Wednesday, February 02, 2022

Strength

 

Mr Putin is amassing invasion-ready troops on the border with Ukraine—and simultaneously accusing the US administration of provoking a war as a pretext to impose economic sanctions against Russia.

This is classic bully behaviour: reframing the story, when they are stood up to, the bully insisting that they are the one being bullied. The narcissist, on being held to account, crying, ‘I am the victim of a witch-hunt against me!’

Politics (in the widest sense) is about power: including the power to do good; and—with the best of intentions—to cause unintended harm. And power is easily abused. Therefore, (well-intentioned, most often Left) political solutions to the problem of bullying produce systems that are susceptible for co-option by the bullies themselves. The very structures put in place to protect the vulnerable end up creating cover for the Übermensch.

I am currently enjoying watching the tv series Superman & Lois with my wife and our teenage son. In the pilot episode, Clark Kent, his wife Lois Lane, and their teenage sons Jonathan and Jordan Kent move from Metropolis to Smallville, the backwater Kentucky town where Clark grew up. Smallville needs them; but Clark and Lois recognise, their family needs Smallville as much as (perhaps more than) Smallville needs them. This family needs Smallville, and something that is found in Smallville, but that Metropolis lacks.

Superman and Clark Kent are not so much alter-egos as the same person in different spheres. Superman is saving the world; Clark is trying to be a father to teenagers.

One sphere is concerned with power—and, yes, how to exercise self-control, and build (or lose) trust, and be accountable, all of which a father needs to pass on to his sons, for the political sphere is a sphere of all our lives.

The other is concerned with covenant. With commitment to the common good of a group of people who have much that is not shared in common. People with different personalities, facing different challenges, having different values and aspirations, coming to different conclusions as to the best way forward—yet committed to one another.
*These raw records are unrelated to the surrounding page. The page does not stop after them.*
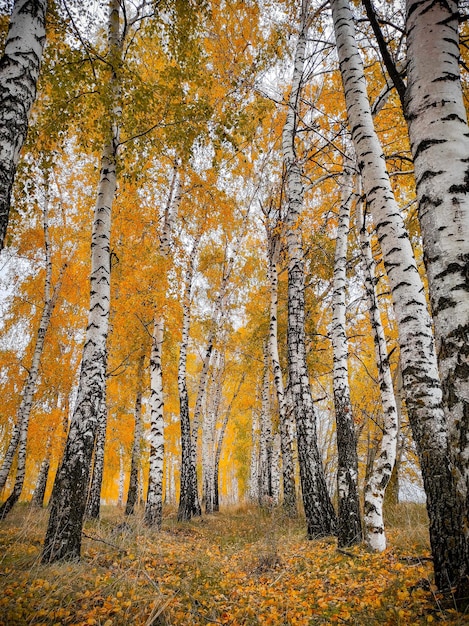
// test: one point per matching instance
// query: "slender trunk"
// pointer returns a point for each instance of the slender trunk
(221, 436)
(154, 506)
(349, 529)
(375, 487)
(63, 537)
(439, 139)
(19, 73)
(132, 493)
(94, 496)
(265, 440)
(254, 466)
(19, 437)
(186, 507)
(320, 514)
(286, 441)
(41, 484)
(417, 351)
Smallville has endured some hard times, but here there is still a civil society based not on power or expediency but on neighbourliness and free association. It is at risk, cannot be taken for granted; but, nonetheless, it is still there, in the fabric of the place.

If we hope to be the kind of society where bullying does not flourish, we won’t get there by legislation, which is not to say that legislation does not have its place, but that it has is limits. We will need a very different vocabulary, a different playbook. We will need to learn to be curious, to ask questions for clarification, to suggest ways forward held lightly and open to counter-suggestions, to negotiate compromises, to take time-out, forgive, ask for forgiveness, seek to bless, prefer others over our own interests. In such ways we build resilience and healthy esteem for ourselves and for others.

There is a strength to power. But there is a greater strength to vulnerability.